Dr. Dutta’s research program examines the ways in which different forms of violence – direct, structural, and cultural – mediate the lives of diverse communities. She uses community-based and participatory action research approaches to develop community-based interventions to address different forms of violence and marginality. Dr. Dutta and her research team have also been involved in a photovoice project with high school youth in Lowell. They trained youth participants in community photography, who then documented community assets and deficits using photographs. At UMass Lowell, she teaches a variety of community-based courses including a course entitled, “Everyday Peace: Community-based Approaches to Peacebuilding.” Dr. Dutta was awarded the 2015 Dr. Martin Luther King, Jr. Distinguished Service Award at UMass Lowell. Visit her website at http://www.urmitapadutta.com.
Planning Effective Campaigns and Running Effective Meetings
Currently an organizer at the Merrimack Valley Project, Heleena graduated from Brandeis Univerisity in 2-15 with a degree in International and Global Studies, and a minor in English. She was born in Akola, India, and immigrated to the U.S. when she was six to pursue an American education. During her freshman year at Brandeis, Heleena worked as a grassroots organizer for the campaign to reelect President Obama and built support for him on campus. Over the summer, she passed on her knowledge to a team of community organizers and staffed events for the President and First Lady. She went on to become the Co-Campus Director for Massachusetts in the Obama 2012 Presidential campaign. In this position she managed approximately 200 students and built college teams from the ground up to campaign throughout New Hampshire. She spent an academic year abroad in South America.

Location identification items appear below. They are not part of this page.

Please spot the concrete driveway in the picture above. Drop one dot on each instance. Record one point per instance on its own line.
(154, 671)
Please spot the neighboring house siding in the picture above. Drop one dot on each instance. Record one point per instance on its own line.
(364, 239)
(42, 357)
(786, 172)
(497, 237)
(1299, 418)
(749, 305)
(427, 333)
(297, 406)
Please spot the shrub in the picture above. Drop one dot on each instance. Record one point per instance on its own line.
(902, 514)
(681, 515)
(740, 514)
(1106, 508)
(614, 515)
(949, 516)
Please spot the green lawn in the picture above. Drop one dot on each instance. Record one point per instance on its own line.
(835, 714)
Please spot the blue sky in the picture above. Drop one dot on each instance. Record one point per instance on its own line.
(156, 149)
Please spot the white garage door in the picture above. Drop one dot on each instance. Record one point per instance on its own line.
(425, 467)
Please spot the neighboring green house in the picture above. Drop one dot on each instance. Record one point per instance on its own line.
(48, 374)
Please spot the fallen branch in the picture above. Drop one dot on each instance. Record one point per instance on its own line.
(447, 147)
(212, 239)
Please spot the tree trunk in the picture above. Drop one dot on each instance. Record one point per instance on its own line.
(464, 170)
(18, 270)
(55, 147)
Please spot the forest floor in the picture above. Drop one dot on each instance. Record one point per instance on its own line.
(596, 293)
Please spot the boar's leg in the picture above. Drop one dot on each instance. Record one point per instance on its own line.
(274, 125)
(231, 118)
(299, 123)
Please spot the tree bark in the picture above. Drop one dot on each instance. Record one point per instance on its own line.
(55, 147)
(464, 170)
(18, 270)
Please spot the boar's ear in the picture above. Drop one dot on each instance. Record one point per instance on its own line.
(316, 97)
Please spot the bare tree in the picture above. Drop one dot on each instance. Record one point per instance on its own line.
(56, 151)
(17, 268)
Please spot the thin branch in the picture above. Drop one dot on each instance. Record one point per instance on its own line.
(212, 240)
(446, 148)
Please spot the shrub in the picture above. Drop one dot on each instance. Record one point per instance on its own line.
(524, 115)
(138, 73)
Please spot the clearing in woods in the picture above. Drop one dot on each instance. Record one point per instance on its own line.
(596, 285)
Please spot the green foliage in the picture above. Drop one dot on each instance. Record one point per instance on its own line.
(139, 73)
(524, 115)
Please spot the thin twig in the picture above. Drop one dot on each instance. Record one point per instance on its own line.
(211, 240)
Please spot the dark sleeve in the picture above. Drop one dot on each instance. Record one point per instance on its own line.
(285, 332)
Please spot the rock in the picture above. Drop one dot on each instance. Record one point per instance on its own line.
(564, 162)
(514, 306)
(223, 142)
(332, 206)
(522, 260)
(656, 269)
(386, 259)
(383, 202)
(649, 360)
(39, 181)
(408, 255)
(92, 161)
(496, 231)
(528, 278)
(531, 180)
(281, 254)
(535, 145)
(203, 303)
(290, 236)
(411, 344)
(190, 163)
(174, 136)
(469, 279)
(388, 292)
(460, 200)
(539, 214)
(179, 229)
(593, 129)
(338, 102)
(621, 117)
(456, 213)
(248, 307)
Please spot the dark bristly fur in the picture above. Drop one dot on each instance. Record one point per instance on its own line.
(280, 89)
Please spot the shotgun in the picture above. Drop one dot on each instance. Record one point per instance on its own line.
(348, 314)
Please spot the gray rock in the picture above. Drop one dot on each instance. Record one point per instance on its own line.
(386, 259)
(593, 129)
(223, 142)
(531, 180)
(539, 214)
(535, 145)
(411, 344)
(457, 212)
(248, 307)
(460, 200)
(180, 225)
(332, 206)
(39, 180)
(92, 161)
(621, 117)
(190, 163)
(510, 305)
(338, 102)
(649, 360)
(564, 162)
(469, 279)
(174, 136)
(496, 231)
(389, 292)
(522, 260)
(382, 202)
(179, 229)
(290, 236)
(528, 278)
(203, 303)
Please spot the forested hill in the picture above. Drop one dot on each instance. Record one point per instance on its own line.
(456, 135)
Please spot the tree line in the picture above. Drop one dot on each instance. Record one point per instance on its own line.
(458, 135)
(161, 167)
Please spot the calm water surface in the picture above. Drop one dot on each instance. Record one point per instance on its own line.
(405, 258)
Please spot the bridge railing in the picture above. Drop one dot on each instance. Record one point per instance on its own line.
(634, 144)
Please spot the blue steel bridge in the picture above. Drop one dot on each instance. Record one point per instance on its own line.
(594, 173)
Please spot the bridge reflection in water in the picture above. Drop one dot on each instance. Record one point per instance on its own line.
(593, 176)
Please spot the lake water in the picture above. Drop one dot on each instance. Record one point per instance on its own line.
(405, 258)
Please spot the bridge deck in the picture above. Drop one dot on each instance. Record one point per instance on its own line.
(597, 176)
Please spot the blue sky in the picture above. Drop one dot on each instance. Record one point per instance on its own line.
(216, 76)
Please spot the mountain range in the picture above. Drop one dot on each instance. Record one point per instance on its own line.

Heleena is passionate about rights for immigrants and women and hopes to work toward progress for both these groups. During her 2013 Segal Citizen Leader Summer Internship, Heleena worked at NARAL Pro-Choice Massachusetts, with Segal Founder Carolyn Casey as her Segal Coach.
Lowell-Alliance staff member Mary was born in Guatemala to American-born international aid workers who both came from low- to middle-income families. Before the age of 18, Mary moved 10 times and has lived in or visited 12 countries. She holds her MA in Community Psychology from UMass Lowell, with a Graduate Certificate in Peace and Conflict that focuses on community resilience, civic engagement, program development and evaluation, advocacy and public policy.
In her role as Family Advocate with Lowell Alliance, she interfaces with the Department of Children and Families and other agencies, while working to help families learn about local resources, navigate systems to meet their needs, and build the civic-mindedness and confidence to become leaders in their own neighborhoods.